Sample Mean versus Theoretical Mean

At first I generate sample distribution, after that I compare expected (theoretical) mean of distribution and simulated mean.

sim <- 1000 # simulations
n <- 40 # samples
lambda <- .2

# Set some randomness
set.seed(as.numeric(Sys.time()));

# Simulate exponential distribution
mns = NULL
for ( i in 1:sim ) {
  mns = c(mns, mean(rexp(n, lambda))) 
}

# Here we have averages (means)
head(mns)
## [1] 4.199539 4.030700 6.155426 5.167455 4.160959 6.183172

Theoretical mean of exponential distribution is 1/lambda. Let’s compare theoretical mean with simulation mean and show that they are pretty close to each other.

# expected (theoretical) mean and simulated mean
c(1/lambda, mean(mns))
## [1] 5.000000 5.042745

Conclusion: Simulated mean is close to expected (theoretical) mean of a normal distribution.

Sample Variance versus Theoretical Variance

Theoretical variance of a random sample for exponential distribution with n observations is

\[Var(\bar X) = \frac{\sigma^2}{n} = \frac{1}{\lambda^2}*\frac{1}{n} = \frac{1}{\lambda^2*n}\]

Let’s compare theoretical variance with simulation variance and show that they are pretty close to each other as well.

tsd <- sqrt(1/(lambda^2*n)) # expected (theoretical) standard deviation

# Here we have theoretical and simulated standard deviations
c(tsd, sd(mns)) 
## [1] 0.7905694 0.7536786
# Here we have theoretical and simulated variances
c(round(1/(lambda^2*n),1), round(var(mns),1)) 
## [1] 0.6 0.6

Conclusion: Simulated variance is close to expected (theoretical) variance of a normal distribution.

Distribution

Here I make a plot which shows that the distribution is bell-shaped, it’s mean and standard deviation are pretty close to theoretical vlalues of normal distribution.

library(ggplot2)

xdf <- as.data.frame(mns)
ggplot(data = xdf, aes(x = mns)) + geom_histogram(aes(y = ..density..), fill = I("cyan"), 
    binwidth = 0.2, color = I("red")) + stat_function(fun = dnorm, arg = list(mean = 1/lambda, 
    sd = 1/(lambda*sqrt(n))   )) + geom_vline(xintercept = 1/lambda, 
      lwd=.5) + geom_vline(xintercept = mean(mns), 
      lwd=.5) + geom_text(aes(x=1/lambda + 2*tsd, 
        label=paste("Mean (Theoretical) = 5\nMean (Simulated) = ", round(mean(mns),3)), 
        y=0.5), size=3) + geom_text(aes(x=1/lambda + 2*tsd,
        label=paste("Standard deviation (theoretical) = 0.79\nStandard deviation (simulated) = ",
                    round(sd(mns), 2)),y=0.4),size=3) + labs(title="Density of means from Exp. Distribution",
                                                             x="Means")

According the CLT, the sample mean X is approximately normal with mean mu and sd=sigma/sqrt(n) .

With this level of sample size, we can assess how well the data matches a 95% confidence interval to the population.

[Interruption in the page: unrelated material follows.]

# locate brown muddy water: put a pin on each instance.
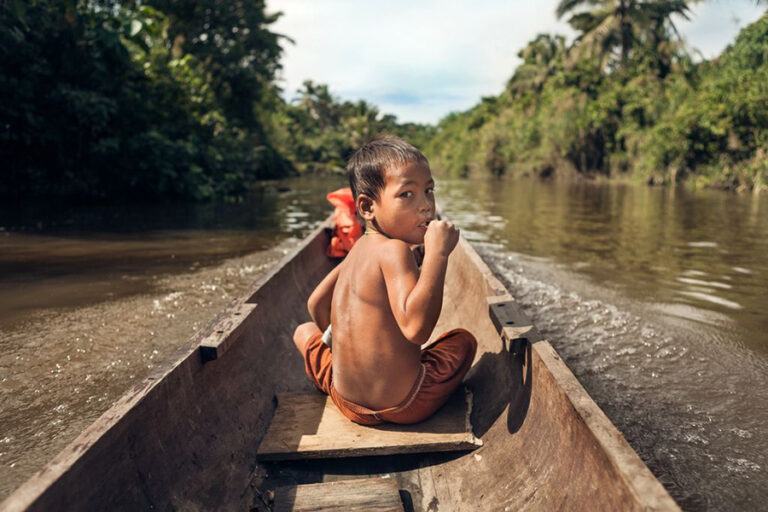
(655, 298)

The 95% confidence interval for mu is calculated as follows:

\[\bar X \pm 1.96 * StandardError = \bar X \pm 1.96 * \frac{\sigma}{\sqrt(n)}\]

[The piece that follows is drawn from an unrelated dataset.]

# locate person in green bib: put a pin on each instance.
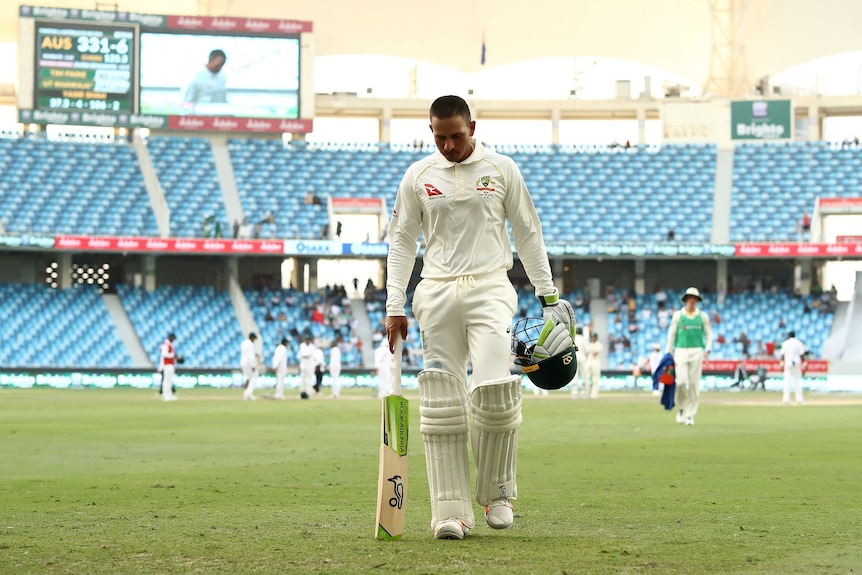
(689, 340)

Taking the sample mean and +/- 1.96 * stderror we can then determine the number of times this result includes the population mean. This will be expected to be approximately 95% of the time.

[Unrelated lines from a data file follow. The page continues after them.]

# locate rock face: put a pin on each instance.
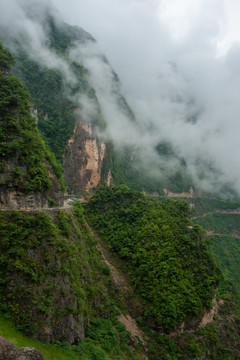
(12, 196)
(83, 160)
(8, 351)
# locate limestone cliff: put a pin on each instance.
(83, 159)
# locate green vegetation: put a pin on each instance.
(157, 239)
(220, 223)
(20, 141)
(54, 93)
(203, 205)
(126, 169)
(50, 270)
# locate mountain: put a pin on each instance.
(125, 276)
(29, 174)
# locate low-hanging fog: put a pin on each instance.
(179, 67)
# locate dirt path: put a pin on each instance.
(212, 233)
(231, 212)
(126, 290)
(66, 206)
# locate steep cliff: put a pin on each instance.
(83, 160)
(29, 175)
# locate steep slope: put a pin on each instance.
(67, 100)
(173, 272)
(29, 175)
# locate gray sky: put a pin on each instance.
(179, 65)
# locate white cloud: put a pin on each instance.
(177, 61)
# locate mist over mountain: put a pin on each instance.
(183, 92)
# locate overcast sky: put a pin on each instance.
(177, 60)
(179, 65)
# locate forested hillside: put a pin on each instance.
(124, 276)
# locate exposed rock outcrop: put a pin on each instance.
(182, 194)
(83, 160)
(8, 351)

Now find out how sample means match 95% confidence interval.

mdiff <- abs(mns-1/lambda) - 1.96* (1/lambda) / (sqrt(n))
proportion <- 100 * length(mdiff[mdiff<=0])/sim
proportion # the result of matching
## [1] 95.2

Conclusion: As we can see the simulated means match 95% confidence interval pretty well.

Conclusion

Simulated mean, variance and standard deviation of simulated data are pretty close to expected (theoretical) values of normal distribution. The plot of the density of simulated distribution is bell-shaped. Population means matches 95% confidence interval of normal distribution. So we can say that the distribution is approximately normal.